Under the "neutral principles" approach, they argued that the Dennis Canon (and the parallel provision in the diocesan canons) trumped the property deeds after 1979. That is to say, even though the parish acquired its property outright in 1950, because it had agreed in its application to become a parish that it shall "forever . . . be bound by" the diocesan and the Church's Constitution and canons, the adoption of the Dennis Canon in 1979 changed its ownership from title in fee simple to title in trust for the Diocese and the denomination. In this position they claimed legislative support from section 9142 quoted above, because it explicitly allows religious property to be made subject to a trust "to the extent that . . . the governing instruments of a superior religious body or general church of which the corporation is a member, so expressly provide."  

Those arguments, as I explained above, prevailed in the Court of Appeal.

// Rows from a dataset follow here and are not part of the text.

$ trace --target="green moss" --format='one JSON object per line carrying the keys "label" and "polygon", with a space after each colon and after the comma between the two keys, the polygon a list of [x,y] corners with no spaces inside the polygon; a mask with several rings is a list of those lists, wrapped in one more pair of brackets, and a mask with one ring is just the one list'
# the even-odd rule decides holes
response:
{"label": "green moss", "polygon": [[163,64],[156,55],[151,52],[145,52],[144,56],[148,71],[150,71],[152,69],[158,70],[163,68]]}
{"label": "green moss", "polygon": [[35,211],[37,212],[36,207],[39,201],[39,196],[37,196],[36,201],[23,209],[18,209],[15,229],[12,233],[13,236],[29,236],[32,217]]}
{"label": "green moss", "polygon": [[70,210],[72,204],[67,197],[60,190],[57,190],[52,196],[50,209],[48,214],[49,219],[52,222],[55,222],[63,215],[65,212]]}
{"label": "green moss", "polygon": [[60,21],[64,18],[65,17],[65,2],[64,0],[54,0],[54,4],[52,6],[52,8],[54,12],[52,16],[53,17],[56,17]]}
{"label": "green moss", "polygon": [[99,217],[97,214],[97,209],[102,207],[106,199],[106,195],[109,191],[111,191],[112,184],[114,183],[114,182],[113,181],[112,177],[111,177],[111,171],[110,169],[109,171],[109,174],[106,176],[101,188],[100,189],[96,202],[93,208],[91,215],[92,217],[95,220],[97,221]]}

The parish of St. James had prevailed in the trial court, however, by arguing (a) the court should apply "neutral principles" analysis, and (b) under that approach, California law provided that a trust could be created only by the owner of the property in question. Thus while the Dennis Canon might be a valid enactment of the national church in some states, it could have no effect in California, because it was not a declaration of trust by the parish which was the record owner of the property.

And how did the trial court deal with section 9142? It followed the reasoning of another California Court of Appeal case, which held that section 9142 was never intended to change or alter existing trust law in California; that instead, the statute was intended to allow the enforcement of a trust that was already valid under some other statute, or under common law. (Notice the language in the introductory part of subsection [c] quoted above.)

The Episcopal Church [USA] and the Diocese argued that the appellate court in that case (California-Nevada Annual Conf. v. St. Luke's United Methodist Church [2004] 121 Cal.App.4th 754) had gone out on a limb, and was not supported in its reading of section 9142 by any other court. (To view the case from the link, you will need to agree to the site terms, then enter the citation on the next screen as "121" [choose: "Cal. App. 4th"] "754".) The Fourth District agreed---as did the Sixth District in a more recent decision discussed here. The California-Nevada case is significant because it was decided by the Fifth District Court of Appeal, and that is the court that will decide any appeal in the current San Joaquin litigation. Nevertheless it, like all the other Courts of Appeal, will after Monday be bound by however a majority of the Supreme Court decides to interpret section 9142.

These, then, were the arguments made to the California Supreme Court, convening at a special session in Riverside last October. The Court and counsel for both sides spent a fair amount of time discussing whether the neutral principles approach was better, and if so, which side prevailed under that analysis. There seemed to be little appetite on the Court for retaining the 1872 approach of Watson v. Jones; Justice Corrigan came out squarely in favor of the "neutral principles" approach. Counsel for ECUSA contended that the national church should prevail under either approach, but she maintained (perhaps feeling more secure with the hierarchical argument) that California should stick with the traditional "principle of government" analysis, as the Fourth District panel had strongly argued. Justice Corrigan asked her: "But if you win under either test, why should we go back to the days of the Civil War, if we can use neutral principles?"

With this post as a background to the oral argument, I will put up another one soon that discusses how each side fared in its arguments to the Court. Then I will conclude with an educated guess as to what we might expect on Monday.